Abstract

A demyelinating sickness is any ailment of the nervous system in which the myelin casing of neurons is injured. This harm weakens the transmission of signals in the pretentious nerves. Demyelinating diseases, like multiple sclerosis (MS) and Charcot-Marie-Tooth (CMT) disease, are categorized on the basis of the scratch of the myelin covering around neurons, because of swelling and gliosis in the central nervous system (CNS) and peripheral nervous system (PNS), respectively. In this current research, an amalgam approach of comparative modeling and molecular docking pursued by inhibitor recognition and structure modeling was used. Existing treatments mark anti-inflammatory ways to hinder or slow disease sequence. The recognition of a means to improve axon myelination would present innovative remedial approaches to restrain and probably turn around disease progression. A computational ligand-target docking method was applied to investigate structural composites of the Leucine Rich Repeat and Ig Domain Containing 1 (LINGO1) with three ligands to understand the structural foundation of this protein goal specificity.

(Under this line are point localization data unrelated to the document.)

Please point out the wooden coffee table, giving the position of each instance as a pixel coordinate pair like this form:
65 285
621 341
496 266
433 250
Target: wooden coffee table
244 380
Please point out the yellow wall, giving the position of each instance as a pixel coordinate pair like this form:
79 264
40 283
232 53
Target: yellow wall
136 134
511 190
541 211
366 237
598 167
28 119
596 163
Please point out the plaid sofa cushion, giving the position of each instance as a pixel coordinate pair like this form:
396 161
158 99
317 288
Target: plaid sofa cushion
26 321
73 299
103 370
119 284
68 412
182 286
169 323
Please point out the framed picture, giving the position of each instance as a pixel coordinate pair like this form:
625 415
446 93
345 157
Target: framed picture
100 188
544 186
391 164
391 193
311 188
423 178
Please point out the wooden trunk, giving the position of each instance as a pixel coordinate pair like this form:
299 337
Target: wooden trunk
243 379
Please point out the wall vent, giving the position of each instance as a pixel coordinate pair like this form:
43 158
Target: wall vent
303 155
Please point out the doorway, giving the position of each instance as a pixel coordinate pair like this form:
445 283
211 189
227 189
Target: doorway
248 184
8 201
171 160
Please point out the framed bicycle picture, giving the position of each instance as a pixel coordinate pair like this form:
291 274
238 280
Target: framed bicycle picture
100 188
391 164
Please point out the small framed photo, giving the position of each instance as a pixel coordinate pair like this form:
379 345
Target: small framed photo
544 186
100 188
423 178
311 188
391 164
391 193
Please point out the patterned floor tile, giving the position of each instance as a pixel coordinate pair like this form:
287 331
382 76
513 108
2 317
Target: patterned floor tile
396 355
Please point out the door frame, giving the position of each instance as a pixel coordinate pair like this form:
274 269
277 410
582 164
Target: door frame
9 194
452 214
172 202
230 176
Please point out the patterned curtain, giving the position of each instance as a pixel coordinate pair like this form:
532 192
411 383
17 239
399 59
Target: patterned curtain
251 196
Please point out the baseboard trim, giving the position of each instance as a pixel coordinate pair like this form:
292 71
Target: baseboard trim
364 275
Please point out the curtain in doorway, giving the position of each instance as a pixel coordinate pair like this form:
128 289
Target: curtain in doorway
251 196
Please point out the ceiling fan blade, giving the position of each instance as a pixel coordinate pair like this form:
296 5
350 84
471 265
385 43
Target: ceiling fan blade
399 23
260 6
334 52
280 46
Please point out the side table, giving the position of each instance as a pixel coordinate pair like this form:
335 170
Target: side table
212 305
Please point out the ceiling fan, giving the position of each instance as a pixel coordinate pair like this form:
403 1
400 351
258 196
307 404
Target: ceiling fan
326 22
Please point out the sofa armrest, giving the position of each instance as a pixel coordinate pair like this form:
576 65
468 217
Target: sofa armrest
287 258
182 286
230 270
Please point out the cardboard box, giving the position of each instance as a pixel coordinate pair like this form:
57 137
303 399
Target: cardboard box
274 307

The following ten residues were conserved for all the three ligands interaction LEU133, ILE134, Pro135, LEU136, ILE155, ILE157, LEU159, ASP160, TYR161, and MET162 which are present in Leucine Rich Repeat 3 and 4 domains. Therefore, these three ligands can be utilized as the potential inhibitors to prevent various neurological disorders and the axonal neuropathies especially the CMT disease. Docking analysis showed that the two important drugs which are widely used have the potential to block the Rho-Rock pathways. Here, we report inhibitors which showed maximum binding affinity for the three most important axonal regeneration inhibitors. However, further studies are required to find the applications of these drugs. Key words: Demyelination, RTN4, CMT1A, spinal cord injury, ROCK inhibition, neurite growth inhibitors.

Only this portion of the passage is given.